Members support all operations of the club, from the ground's care, dock set up and tear down, to everything in between. All members are assigned to a committee, such as Grounds or Haul and Launch. In addition, members must attend a fall and spring work party, 2 mandatory club meeting, and 2 other club meetings each year.
Throughout the year, the club hosts a number of events for its members, such as a 4th of July party, Fleet Captain's Cruise, and annual Halloween and Christmas parties, among many others.
2022 Fleet Captain's Cruise to Gildersleeve Island
A 1916 picture of Middletown and Portland
A long history...
William Walter Wilcox, a Middletown, CT native, acquired a controlling interest in a grommet manufacturing company in Middletown - Wilcox, Crittenden & Co. in the late 1800s.
In 1907, William Wilcox Jr. donated land on the Portland side of the Connecticut River for use by future generations.
On Sept. 1, 1908, the Meriden Motor Boat Club was formed during a meeting of 25 Meriden boat owners that took place on an evening in early September at the Cook Avenue home of Clayton E. Brewer, who at that meeting was also elected the club’s first Commodore.
Brewer owned a 20-foot motor boat named Nellie. At the end of October that year the members found the land along the CT River in Portland that was owned by Wilcox and Crittenden Company and the land was eventually deeded to MMBC members for safe, enjoyable and affordable boating.
It was established as "a working man's club"
"We think of the camaraderie we have today and wonder if the organizers and Mr. Wilcox could have imagined what they started and how much the many current members feel about the roots of the MMBC."- Middletown Press 2008 club official on 100-year anniversary.
Wilcox, Crittenden & Co.
In 1869, Wilcox formed a partnership with three of the younger men of his organization, Albert R. Crittenden, E. Bound Chaffee, and Homer Churchill. Crittenden purchased a tenth interest in the business for $5,000, and name of the firm was changed to Wilcox, Crittenden & Company.

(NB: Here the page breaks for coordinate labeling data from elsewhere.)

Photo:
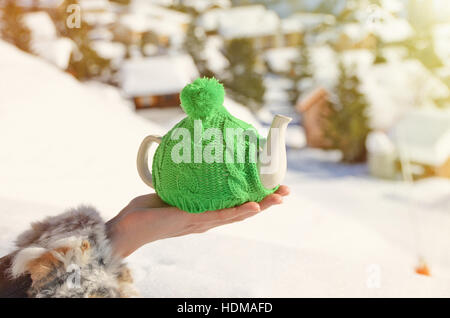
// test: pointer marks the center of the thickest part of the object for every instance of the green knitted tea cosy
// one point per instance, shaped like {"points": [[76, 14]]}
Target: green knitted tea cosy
{"points": [[197, 185]]}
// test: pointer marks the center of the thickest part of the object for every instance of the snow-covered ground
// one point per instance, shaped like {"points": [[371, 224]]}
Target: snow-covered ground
{"points": [[340, 232]]}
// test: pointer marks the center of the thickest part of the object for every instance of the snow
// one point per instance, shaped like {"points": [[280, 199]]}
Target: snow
{"points": [[100, 18], [308, 21], [157, 75], [57, 52], [424, 136], [379, 143], [244, 21], [216, 61], [110, 50], [144, 16], [392, 29], [46, 4], [94, 5], [280, 59], [204, 5], [40, 25], [44, 40], [441, 35], [391, 88], [66, 143]]}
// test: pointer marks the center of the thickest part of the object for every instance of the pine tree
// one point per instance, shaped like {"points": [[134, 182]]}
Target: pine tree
{"points": [[347, 121], [13, 30], [194, 44], [85, 63], [300, 71], [244, 81]]}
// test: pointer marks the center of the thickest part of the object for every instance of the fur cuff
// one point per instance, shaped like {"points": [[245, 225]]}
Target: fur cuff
{"points": [[69, 255]]}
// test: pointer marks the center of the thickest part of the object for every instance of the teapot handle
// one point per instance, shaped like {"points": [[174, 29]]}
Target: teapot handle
{"points": [[142, 159]]}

In the maritime world, steam was gradually replacing sail, and the company's 1870 catalog offered such varying products as shackles, thimbles, ring bolts, "Ereful whistles," engine-room signals, boat nails "of good Swede's steel heavily galvanized," and cotton hooks "New Orleans pattern." A new outlet for sail makers was in manufacturing awnings and the company began stocking awning hardware as well. In 1883, Wilcox developed an improved brass grommet (which became known as the spur grommet), secured its approval as standard equipment by the British Admiralty, and eventually it was adopted by all the leading navies of the world. By the late 1880's, Wilcox, Crittenden & Company had become the largest manufacturers of marine hardware with the most diversified line in the United States. Two of the buildings still stand in Middletown on South Main Street.